I've been asked for this amazing new recipe that I've been working on the past couple days. After a little bit of tweaking here and there, I'm very happy with how they've turned out! Our kids love them and I love that they are getting more than just empty carbs for breakfast! This recipe will feed 2 kids and leave some left over for the next day.
- 3 large eggs
- 1 cup cottage cheese
- 1 tsp honey (perhaps more if you are omitting the fruit)
- 1 cup flour (I've been working with gluten free flour, but regular would work well)
- 1 tsp baking powder
- 1/4 cup milk (I've been using 3.25% cow's milk, but I'm think any milk will do) - plus a little extra
- 2 tbsp melted butter
- Fruit of your choice - amount of your choice (I've used fresh and frozen blueberries - they both work well, I've also used chopped fresh strawberries and they worked as well.)
- Using a whisk, beat the eggs, cottage cheese and honey - mix until smooth and don't worry about any lumps from the cottage cheese.
- Add the milk and continue to stir/beat until creamy and a frothy.
- In a separate bowl mix the flour and the baking powder.
- Add the flour mixture into the egg/milk/cheese mixture and mix.
- Add the melted butter to your batter mixture.
- At this point I usually add 2-3 more tbsp of milk - depending on how thick I want the pancakes to be.
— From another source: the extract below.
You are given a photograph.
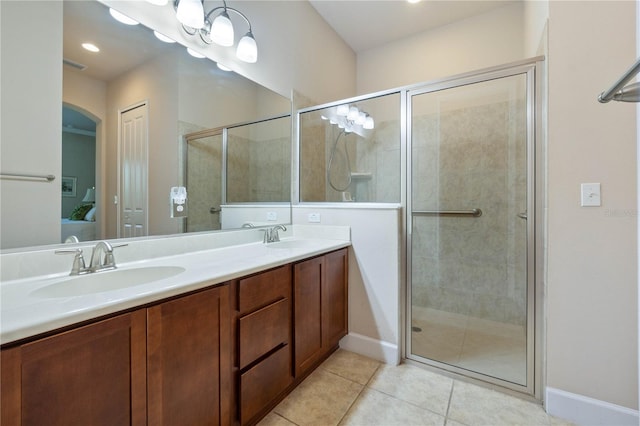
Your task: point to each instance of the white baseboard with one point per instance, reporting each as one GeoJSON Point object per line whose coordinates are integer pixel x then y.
{"type": "Point", "coordinates": [585, 411]}
{"type": "Point", "coordinates": [386, 352]}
You want your batter to spread out, but not become to thin.... I always just go by sight, but basically if I scoop up the batter and drop it down in the bowl and it doesn't move at all, I will add more milk. This is a bit of a fine art......
- Preheat your skillet to medium heat - make sure its been on for at least 3-4 minutes before starting to cook.
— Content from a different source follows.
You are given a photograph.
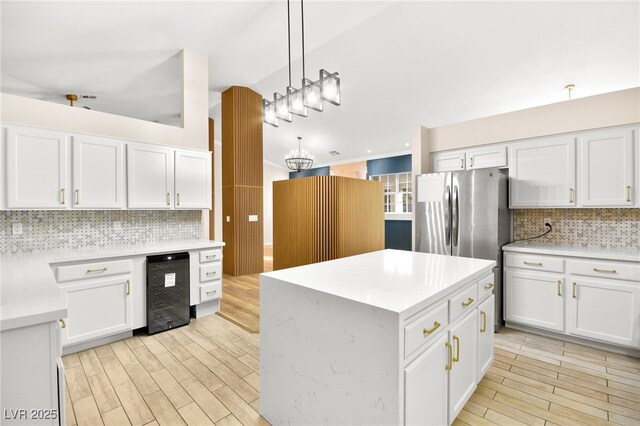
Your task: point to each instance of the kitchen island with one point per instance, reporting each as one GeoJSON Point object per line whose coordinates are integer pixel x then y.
{"type": "Point", "coordinates": [389, 337]}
- After your batter is at a consistency you are happy with, add your fruit - I generally will add around 1/2 cup to 1 cup of fruit (maybe more, maybe less?) I don't really measure the fruit, I just kinda toss it in until it looks good.
- Toss some butter on your skillet and make sure it's all spread around before adding your batter.
- Place a heaping table spoon of batter on the skillet, cooking till the top side starts to bubble, then flip. If your pancakes are dark brown or burnt before the top side starts to bubble your skillet is too hot!
I find them perfect just the way they are, no need for maple syrup - the berries add the perfect amount of sweetness. I realize that cottage cheese may be slightly higher in salt than some people would prefer, but in my books, sugar is the real demon, so I'll pick my battles.....
The first time I made them I made them with no added sugar whatsoever and they were very bland but I also used less fruit. If you make them without the honey, let me know how they worked out for you!